Killing a cockroach is such a simple act that we would just look over. But to the author, it was a 200 page masterpiece. It really blows my mind how Lispector transformed this into an entire book with hardly any plot. Killing this cockroach somehow makes her doubt herself and reflect deeply on her life. I feel this is a book that everyone experiences differently, so I am really intrigued to see how others interpreted it because it is such an abstract concept. 

 

So for this week I pose this question to my classmates; How would you have interpreted this book if the narrator wasn’t rich and privileged? 

 

Hey Alexa, play La Cucaracha!

 

6 Thoughts.

  1. “the narrator is triggered by this act of killing”

    But I think that, for G. H., it’s worse than that: the cockroach isn’t dead, but on the threshold between death and life. (Like the shrouded woman?) It’s neither one thing nor the other: neither dead, nor alive. G. H. herself similarly finds herself on the threshold.
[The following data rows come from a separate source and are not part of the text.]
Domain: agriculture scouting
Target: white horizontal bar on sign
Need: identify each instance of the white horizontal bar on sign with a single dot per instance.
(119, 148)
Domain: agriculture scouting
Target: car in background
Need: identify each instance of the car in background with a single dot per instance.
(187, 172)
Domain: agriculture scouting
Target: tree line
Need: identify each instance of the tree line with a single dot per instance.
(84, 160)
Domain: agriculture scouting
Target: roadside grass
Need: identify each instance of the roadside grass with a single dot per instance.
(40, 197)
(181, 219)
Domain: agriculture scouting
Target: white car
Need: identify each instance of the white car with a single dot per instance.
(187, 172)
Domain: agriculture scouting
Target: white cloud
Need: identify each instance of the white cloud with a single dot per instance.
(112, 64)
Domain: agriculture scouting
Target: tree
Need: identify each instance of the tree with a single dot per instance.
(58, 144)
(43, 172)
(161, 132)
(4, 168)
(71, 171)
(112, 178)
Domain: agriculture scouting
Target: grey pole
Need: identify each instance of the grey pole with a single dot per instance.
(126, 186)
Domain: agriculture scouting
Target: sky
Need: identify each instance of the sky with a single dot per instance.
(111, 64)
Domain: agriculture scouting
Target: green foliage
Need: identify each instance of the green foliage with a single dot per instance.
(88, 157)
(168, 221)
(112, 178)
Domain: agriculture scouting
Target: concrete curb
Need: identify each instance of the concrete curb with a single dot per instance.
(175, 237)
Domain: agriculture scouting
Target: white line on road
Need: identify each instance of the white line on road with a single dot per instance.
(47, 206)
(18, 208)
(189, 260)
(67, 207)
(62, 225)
  2. Hey Tamara, your analysis of her eating the cockroach as a power move to capitalism is interesting to me. While I agree that no one is born inherently privileged and that we are all born biologically equal, I disagree that privilege and upper-class social standing is just a facade or an act, these inequalities run deep within social structures. Therefore, I think the narrator’s privilege serves to demonstrate the way that these structures ingrain themselves deeply within us all. Her internal crisis at the sight of a cockroach is inherently tied to her social standing as someone who has never witnessed having bugs in your home. If the narrator did not hold such a high status as she did in this book I think the story would lose its meaning. Thanks for sharing your thoughts, I loved your post, I hope we start the beginning of the next lecture listening to ‘La Cucaracha’!!

  3. Hi Tamara,
    I appreciate your post, and I agree, I have no clue what this book was either. There were moments in the book that I thought were beautifully written, but for the most part, I was just wondering what the hell she was talking about. I guess the premise is that squishing the cockroach makes her have a mystical experience where everything that she knows comes into question and she begins to view life and death differently? I don’t know. I’m amazed at how well this book was received. Maybe I’m missing something?

  4. Hello Tamara,
    I think your analysis of this book has definitely made me rethink my interpretations. Honestly the language and writing style just upset me to the point where I just wanted to hate. But at the same time is this really truly anti-capitalist. Like she changes from not even seeing her servant as a person to realizing that they are a human being with human feelings.

  5. “I definitely understand why the drink associated with this book was a double espresso” Ha, other than Lispector being Brazilian and Brazil the major exporter of coffee, I wonder what other connections you make here.